Outra que entrou para a lista da plataforma é a apresentadora e criadora do podcast “Não Inviabilize”, Déia Freitas. A contadora de histórias, que vai assumir o semanal “Histórias da Firma”, revela que nem sempre busca narrativas absurdas para chocar seu público — embora admita que são essas que acabam chamando mais atenção. Em vez disso, prefere as comuns, daquelas que provavelmente já aconteceram com você ou alguém que você conhece.

Antes de levar ao ar alguma das milhares de histórias que recebe dos ouvintes, Freitas considera necessários alguns cuidados. Primeiro, bate um papo longo com a pessoa. “Tento pegar detalhes, o que ficou faltando. E quero sentir se ela está realmente pronta para ouvir sua história, porque às vezes o assunto é difícil”, diz. Também faz questão de mudar os nomes dos envolvidos e do local onde a narrativa se passa, evitando que a situação seja reconhecida.

Sou uma contadora de histórias. É importante não perder essa perspectiva, senão podem rolar cobranças que não são minha responsabilidade

Em todos os anos que faz esse trabalho, ela recebeu apenas uma reclamação de alguém cuja história contou: uma ouvinte ficou incomodada com a chuva de hate que o namorado tomou nas redes. O que aconteceu foi que, certa vez, ele bateu leite com paçoca para enganá-la e embolsar o dinheiro que a namorada deu para comprar suplementos. Tentando apagar a má impressão, ela pediu para a podcaster gravar um novo episódio. “Avisei que todo mundo ia continuar odiando o namorado, apesar de ela achar que talvez perdoassem. Essa história teve um pouco mais de drama”, lembra Freitas.

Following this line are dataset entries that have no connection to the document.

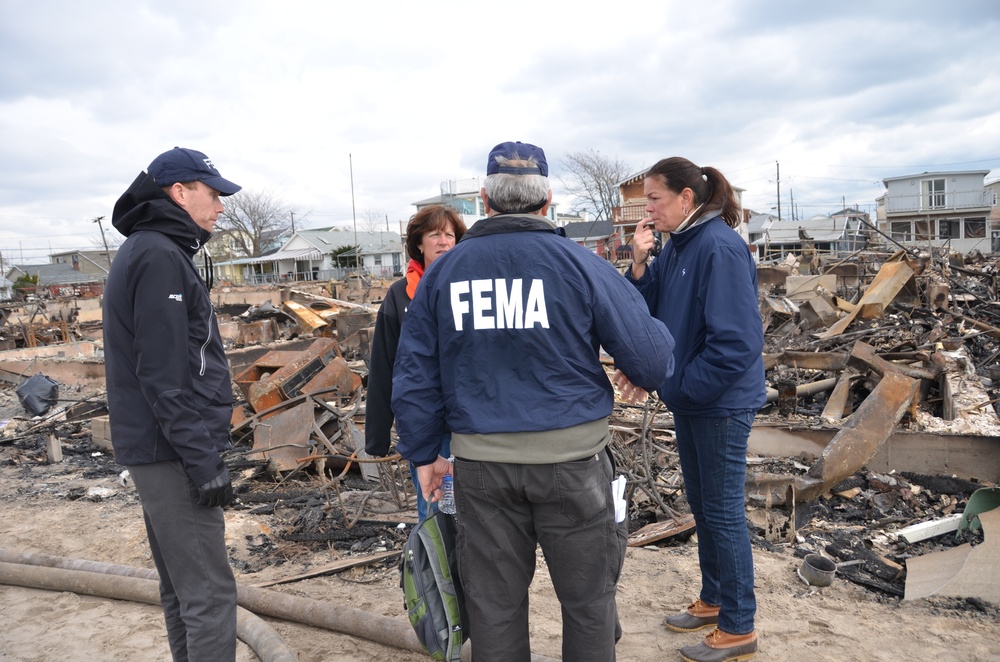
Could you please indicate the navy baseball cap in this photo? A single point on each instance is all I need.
(188, 165)
(517, 151)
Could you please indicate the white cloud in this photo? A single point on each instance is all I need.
(288, 97)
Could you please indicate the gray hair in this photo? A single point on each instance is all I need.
(509, 193)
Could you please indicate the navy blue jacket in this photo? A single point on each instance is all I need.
(504, 335)
(378, 412)
(169, 388)
(704, 287)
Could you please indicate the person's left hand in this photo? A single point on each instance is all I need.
(430, 476)
(217, 492)
(629, 391)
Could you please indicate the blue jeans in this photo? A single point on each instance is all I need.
(713, 454)
(421, 501)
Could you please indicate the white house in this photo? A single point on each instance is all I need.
(322, 254)
(939, 210)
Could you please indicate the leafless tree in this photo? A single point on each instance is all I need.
(251, 221)
(593, 180)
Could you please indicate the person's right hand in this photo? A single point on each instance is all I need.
(643, 241)
(630, 392)
(430, 476)
(217, 492)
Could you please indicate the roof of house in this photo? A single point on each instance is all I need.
(820, 229)
(326, 240)
(588, 230)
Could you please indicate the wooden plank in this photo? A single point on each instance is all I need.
(925, 530)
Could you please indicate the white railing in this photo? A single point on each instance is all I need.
(939, 201)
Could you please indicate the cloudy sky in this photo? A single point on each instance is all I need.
(290, 98)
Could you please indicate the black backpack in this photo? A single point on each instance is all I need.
(428, 575)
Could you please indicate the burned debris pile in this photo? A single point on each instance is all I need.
(857, 353)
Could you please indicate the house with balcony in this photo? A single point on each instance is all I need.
(940, 210)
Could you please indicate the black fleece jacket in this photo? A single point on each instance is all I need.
(169, 386)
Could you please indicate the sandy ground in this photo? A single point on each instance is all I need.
(840, 623)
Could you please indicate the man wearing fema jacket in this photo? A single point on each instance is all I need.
(501, 346)
(170, 394)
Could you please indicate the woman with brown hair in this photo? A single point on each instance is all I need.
(430, 232)
(703, 286)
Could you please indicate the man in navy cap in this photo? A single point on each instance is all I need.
(501, 346)
(170, 396)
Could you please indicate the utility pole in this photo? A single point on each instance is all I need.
(777, 181)
(107, 253)
(354, 215)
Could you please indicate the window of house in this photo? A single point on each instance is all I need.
(901, 231)
(924, 230)
(975, 228)
(933, 193)
(949, 228)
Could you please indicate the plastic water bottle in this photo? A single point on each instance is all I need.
(447, 504)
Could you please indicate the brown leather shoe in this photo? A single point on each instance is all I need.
(698, 615)
(720, 646)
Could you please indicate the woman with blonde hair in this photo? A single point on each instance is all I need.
(430, 233)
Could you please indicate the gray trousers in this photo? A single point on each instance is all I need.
(504, 511)
(197, 587)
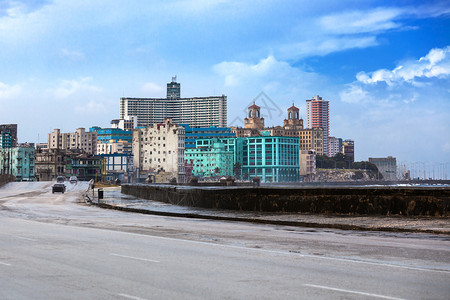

A apresentadora acha importante esclarecer que, embora toque em temas importantes como racismo e gordofobia, sua proposta no programa não é fazer debates aprofundados. “Estou ali para entreter, sou uma contadora de histórias. É importante não perder essa perspectiva, senão podem rolar cobranças que não são minha responsabilidade.”